When probable cause to search is supported by information provided by a confidential informant, the Seventh Circuit recently reiterated that courts look to several factors to assess the finding of probable cause:
(1) the degree to which the informant has acquired knowledge of the events through firsthand observation, (2) the amount of detail provided, (3) the extent to which the police have corroborated the informant's statements, and (4) the interval between the date of the events and the police officer's application for the search warrant.Sutton, 742 F.3d at 773 (citing United States v. Searcy, 664 F.3d 1119, 1122 (7th Cir. 2011)). Moreover, it is significant if the confidential informant appears in person before the issuing judge and provides his or her own sworn affidavit because such an appearance affords the issuing judge "a greater opportunity to assess credibility." Sutton, 742 F.3d at 773 (citing Sims, 551 F.3d at 640). Viewing these factors, the record contains substantial evidence to support Judge Ramos' finding of probable cause to search the basement apartment at 904 N. Kedvale and her issuance of the search warrant.
First, the CI was in the basement apartment at of 904 N. Kedvale and personally observed Defendant who resides there. (R. 39-1, Ex. B.) Defendant "retrieved a blue and gray steel, 'baby' 40 caliber semi-automatic handgun and a blue steel 40 caliber semi-automatic handgun" from inside the pockets of certain men's clothing inside the apartment. (Id.) He did this on May 23, 2013. (R. 38, Ex. B.) Defendant held both of the handguns in his hands and stated to the CI, "I am ready for any of those niggas who try and take what [is] mine." (R. 39-1, Ex. B.) The CI saw that both handguns had ammunition magazines. (Id.) Based on CI's prior experience with handguns, he represented that the guns were real. (Id.) The CI then observed Defendant place the handguns back in clothing that was hanging on the clothing rack in the basement apartment. (Id.) The CI personally saw and heard this evidence.
In addition, the sworn Complaint provides details regarding the apartment, Defendant, Defendant's age and physical description, and Defendant's gang affiliation with the Four Corner Hustle street gang. The sworn Complaint provides details regarding the firearms, the location of the firearms, and the ammunition magazines.

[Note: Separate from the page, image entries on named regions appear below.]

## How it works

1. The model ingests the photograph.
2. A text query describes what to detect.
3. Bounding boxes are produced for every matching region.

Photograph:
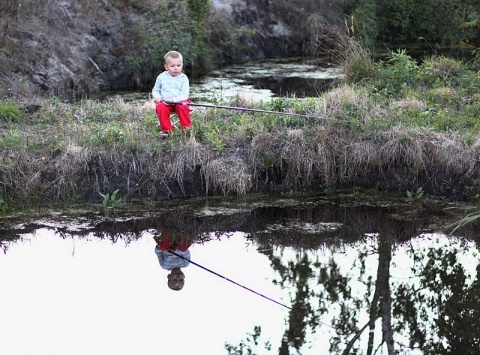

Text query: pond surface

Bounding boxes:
[191,58,343,102]
[107,58,343,103]
[0,196,480,355]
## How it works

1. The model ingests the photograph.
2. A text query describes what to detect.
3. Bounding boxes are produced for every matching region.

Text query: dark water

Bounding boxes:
[0,196,480,355]
[104,58,343,103]
[191,58,343,101]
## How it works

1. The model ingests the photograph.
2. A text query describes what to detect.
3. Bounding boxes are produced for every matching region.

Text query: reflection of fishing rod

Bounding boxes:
[168,250,333,328]
[167,102,324,119]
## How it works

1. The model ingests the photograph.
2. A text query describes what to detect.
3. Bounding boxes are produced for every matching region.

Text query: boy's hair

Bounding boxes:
[163,51,183,62]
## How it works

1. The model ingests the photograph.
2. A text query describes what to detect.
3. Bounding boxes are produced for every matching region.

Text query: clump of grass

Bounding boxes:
[0,100,27,123]
[201,155,253,195]
[281,129,315,187]
[423,55,463,77]
[390,97,428,111]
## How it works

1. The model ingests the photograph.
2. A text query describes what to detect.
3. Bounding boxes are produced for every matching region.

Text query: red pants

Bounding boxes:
[155,100,192,133]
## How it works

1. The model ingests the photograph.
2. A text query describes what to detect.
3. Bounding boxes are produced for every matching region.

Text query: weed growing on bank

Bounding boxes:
[0,51,480,209]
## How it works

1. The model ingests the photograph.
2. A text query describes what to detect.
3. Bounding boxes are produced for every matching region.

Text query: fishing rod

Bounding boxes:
[168,250,333,329]
[169,102,325,119]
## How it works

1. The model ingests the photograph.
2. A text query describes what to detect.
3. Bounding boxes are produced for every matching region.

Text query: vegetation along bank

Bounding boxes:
[0,48,480,209]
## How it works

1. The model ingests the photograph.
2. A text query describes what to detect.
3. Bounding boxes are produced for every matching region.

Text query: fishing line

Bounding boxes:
[168,250,334,329]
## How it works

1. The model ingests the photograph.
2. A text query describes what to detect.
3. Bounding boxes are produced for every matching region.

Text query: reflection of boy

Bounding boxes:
[155,231,191,291]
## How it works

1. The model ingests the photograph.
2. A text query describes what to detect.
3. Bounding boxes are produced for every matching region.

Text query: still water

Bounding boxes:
[107,58,343,103]
[0,196,480,355]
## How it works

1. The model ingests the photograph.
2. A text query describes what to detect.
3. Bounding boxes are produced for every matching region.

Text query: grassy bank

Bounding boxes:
[0,52,480,209]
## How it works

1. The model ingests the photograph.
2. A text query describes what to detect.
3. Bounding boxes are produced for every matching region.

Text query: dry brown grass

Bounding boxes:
[319,85,385,123]
[378,126,426,173]
[390,97,428,111]
[166,135,209,193]
[281,129,316,187]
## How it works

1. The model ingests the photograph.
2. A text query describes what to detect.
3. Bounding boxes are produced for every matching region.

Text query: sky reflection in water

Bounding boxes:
[0,218,478,355]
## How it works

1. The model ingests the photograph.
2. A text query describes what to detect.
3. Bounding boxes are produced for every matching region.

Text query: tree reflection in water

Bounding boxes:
[0,198,480,355]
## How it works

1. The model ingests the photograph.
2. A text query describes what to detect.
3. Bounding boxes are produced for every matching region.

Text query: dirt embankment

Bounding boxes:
[0,0,341,98]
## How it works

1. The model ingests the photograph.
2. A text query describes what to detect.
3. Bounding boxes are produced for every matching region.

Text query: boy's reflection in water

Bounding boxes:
[153,230,191,291]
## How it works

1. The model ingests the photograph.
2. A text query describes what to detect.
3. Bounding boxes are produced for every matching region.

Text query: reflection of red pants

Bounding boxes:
[157,230,192,251]
[155,99,192,132]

Furthermore, contrary to Defendant's assertions, Detective Jacobson details the extent to which CPD corroborated the informant's statements. Specifically, Detective Jacobson ran a query for "Burpy" in the CPD data warehouse system. (Id.) He also showed several CPD generated photographs to the CI who positively identified William Thomas as the person the CI knew as "Burpy" and who was in possession of the firearms. (Id.) The Detective also ran Defendant's criminal history and determined that Defendant has a felony conviction for Aggravated Vehicular Hijacking. (Id.) "Burpee" is also listed as his nickname on at least six of Defendant's CPD arrest reports. (Id.) His address of residence on his most recent arrest report was listed as 904 N. Kedvale. (R. 38, Ex. B.) Detective Jacobson also drove the CI to the area of the apartment and the CI identified the address of 904 N. Kedvale, basement floor apartment, as the location where the CI observed Defendant William Thomas, aka Burpy, in possession of the firearms at issue. (R. 39-1, Ex. B.); see United States v. Sims, 551 F.3d 640, 642-45 (7th Cir. 2008).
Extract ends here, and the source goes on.